Her lips parted to speak again, but she hesitated. Was there even anything to say that wouldn’t unravel her?
“Thank you,” she said quietly. “I didn’t need saving. But… thank you.”
He shrugged. “Didn’t feel right to just stand there.”
There was a calm to his voice that unsettled her more than if he’d shouted. He was so… composed.He looked around the gallery, eyes taking in the worn wood floors and the canvases propped against the walls. His gaze softened.
“I’m delivering this,” he gestured to the covered painting, “on behalf of Lennox Corporate. One of our partners commissioned a piece from your owner. Said I’d drop it by.”
Pearl stared at him, momentarily stunned. “You… work with Lennox?”
“Just a staff.” Ethan Lennox lied with a straight face. His assistant was on leave because of flu. He was on a whim to run some errands himself, and didn’t expect a drive-by delivery would take such an interesting turn.

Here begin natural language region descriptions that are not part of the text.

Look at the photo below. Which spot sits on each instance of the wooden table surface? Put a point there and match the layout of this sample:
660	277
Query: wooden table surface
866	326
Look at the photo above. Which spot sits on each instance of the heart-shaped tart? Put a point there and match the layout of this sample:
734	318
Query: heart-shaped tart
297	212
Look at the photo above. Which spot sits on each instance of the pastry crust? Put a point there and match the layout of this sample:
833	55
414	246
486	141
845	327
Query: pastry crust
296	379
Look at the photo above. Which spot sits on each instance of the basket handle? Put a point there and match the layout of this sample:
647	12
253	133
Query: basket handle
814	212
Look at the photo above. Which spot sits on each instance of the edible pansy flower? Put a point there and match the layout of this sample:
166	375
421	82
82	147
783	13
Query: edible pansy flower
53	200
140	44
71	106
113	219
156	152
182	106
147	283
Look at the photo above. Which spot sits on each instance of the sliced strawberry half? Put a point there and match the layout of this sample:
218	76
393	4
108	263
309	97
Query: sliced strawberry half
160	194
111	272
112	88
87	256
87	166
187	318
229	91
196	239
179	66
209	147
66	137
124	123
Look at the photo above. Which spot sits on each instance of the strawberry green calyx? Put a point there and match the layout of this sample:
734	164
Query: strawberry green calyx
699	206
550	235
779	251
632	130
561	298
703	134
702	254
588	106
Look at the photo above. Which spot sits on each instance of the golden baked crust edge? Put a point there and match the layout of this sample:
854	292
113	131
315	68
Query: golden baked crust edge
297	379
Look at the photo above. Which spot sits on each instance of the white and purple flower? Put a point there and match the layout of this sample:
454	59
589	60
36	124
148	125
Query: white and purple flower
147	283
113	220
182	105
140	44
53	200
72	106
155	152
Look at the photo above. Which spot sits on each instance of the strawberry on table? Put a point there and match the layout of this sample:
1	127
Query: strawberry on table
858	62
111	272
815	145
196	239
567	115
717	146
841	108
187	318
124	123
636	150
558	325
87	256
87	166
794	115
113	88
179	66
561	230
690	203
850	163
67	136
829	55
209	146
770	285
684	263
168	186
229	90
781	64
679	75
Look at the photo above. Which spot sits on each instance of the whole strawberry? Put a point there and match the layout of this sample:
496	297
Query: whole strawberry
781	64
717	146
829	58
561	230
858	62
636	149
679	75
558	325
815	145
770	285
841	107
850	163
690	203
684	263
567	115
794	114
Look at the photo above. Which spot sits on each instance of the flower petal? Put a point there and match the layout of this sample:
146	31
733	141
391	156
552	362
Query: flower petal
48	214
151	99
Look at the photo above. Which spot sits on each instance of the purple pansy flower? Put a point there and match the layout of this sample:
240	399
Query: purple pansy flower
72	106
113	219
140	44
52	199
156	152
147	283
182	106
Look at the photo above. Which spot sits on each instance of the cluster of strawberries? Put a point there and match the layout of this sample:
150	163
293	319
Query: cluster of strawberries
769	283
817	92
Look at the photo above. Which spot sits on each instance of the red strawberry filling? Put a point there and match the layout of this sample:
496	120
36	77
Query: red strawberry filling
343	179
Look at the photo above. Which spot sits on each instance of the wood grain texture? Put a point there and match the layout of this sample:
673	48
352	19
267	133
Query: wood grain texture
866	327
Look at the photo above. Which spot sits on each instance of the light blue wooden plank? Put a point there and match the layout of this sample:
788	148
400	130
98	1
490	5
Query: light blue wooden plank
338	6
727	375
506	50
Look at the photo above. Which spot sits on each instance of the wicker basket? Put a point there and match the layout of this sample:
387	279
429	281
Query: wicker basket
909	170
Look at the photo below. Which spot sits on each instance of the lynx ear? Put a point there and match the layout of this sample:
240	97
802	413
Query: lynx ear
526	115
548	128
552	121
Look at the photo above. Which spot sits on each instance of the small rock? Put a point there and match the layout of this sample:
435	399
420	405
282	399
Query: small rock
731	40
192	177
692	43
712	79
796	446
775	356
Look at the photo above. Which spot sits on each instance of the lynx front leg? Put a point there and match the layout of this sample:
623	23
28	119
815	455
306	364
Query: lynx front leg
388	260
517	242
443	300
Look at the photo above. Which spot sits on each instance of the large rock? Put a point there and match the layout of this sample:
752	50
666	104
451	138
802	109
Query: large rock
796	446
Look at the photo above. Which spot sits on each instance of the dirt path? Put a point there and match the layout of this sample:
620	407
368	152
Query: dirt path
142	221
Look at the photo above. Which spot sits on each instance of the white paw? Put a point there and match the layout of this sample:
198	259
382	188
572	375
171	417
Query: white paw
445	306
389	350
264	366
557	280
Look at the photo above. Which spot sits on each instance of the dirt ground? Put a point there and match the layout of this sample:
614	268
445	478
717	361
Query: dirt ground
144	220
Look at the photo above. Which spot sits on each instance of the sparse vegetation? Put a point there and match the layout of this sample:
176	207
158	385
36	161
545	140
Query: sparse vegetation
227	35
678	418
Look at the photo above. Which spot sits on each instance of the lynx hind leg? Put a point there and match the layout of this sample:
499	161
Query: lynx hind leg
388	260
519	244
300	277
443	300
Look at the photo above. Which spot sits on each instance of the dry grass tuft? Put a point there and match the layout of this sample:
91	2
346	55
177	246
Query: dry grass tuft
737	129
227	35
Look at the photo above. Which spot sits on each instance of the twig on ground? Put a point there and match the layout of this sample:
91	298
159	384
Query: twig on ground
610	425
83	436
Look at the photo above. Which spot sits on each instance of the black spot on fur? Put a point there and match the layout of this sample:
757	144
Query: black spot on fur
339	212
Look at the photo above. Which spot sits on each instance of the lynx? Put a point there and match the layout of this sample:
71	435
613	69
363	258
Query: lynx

She froze at that point like him being with Lennox wasn't enough. Lennox was one of the very few leading Art Maisons in the continent, Lennox Foundations sponsored her art exhibition, Lennox—and that was when it hit her.
He was probably there at the Warhol exhibition when her life started to fall apart. She wanted to ask him, just to confirm yet wanted to keep this meeting light.
A strange nausea settled under her ribs.
She took a half step back, keeping her expression steady. “I’m Pearl. I manage the floor.”
“I’m Ethan,” he then said her name, almost like a whisper. “Pearl.”
There was a subtle shift in his voice as if he were tasting the word for something familiar.
Then he looked at her again… really looked.
And she knew the moment it hit him.
His eyes narrowed ever so slightly. His brows drew in, but he didn’t speak right away.
Instead, he tilted his head, a shadow of thought sliding across his face.
“Have we met before?”
Her blood went cold and her brows furrowed.
She forced a smile. “Not that I remember.”
But her voice, her voice trembled slightly on the last word. Not enough for most people to notice. But he didn't just exactly look like most people.
He stepped closer, slowly. “You just… look familiar. It’s been bothering me since I walked in.”
Her heart was pounding now, and she hated that she couldn’t calm it. She was good at hiding. She’d built this life brick by brick on the promise that the past would never catch up. Dearly, she didn't desire to associate anything from her past with what little thing she had built for herself here, not even a sliver of it.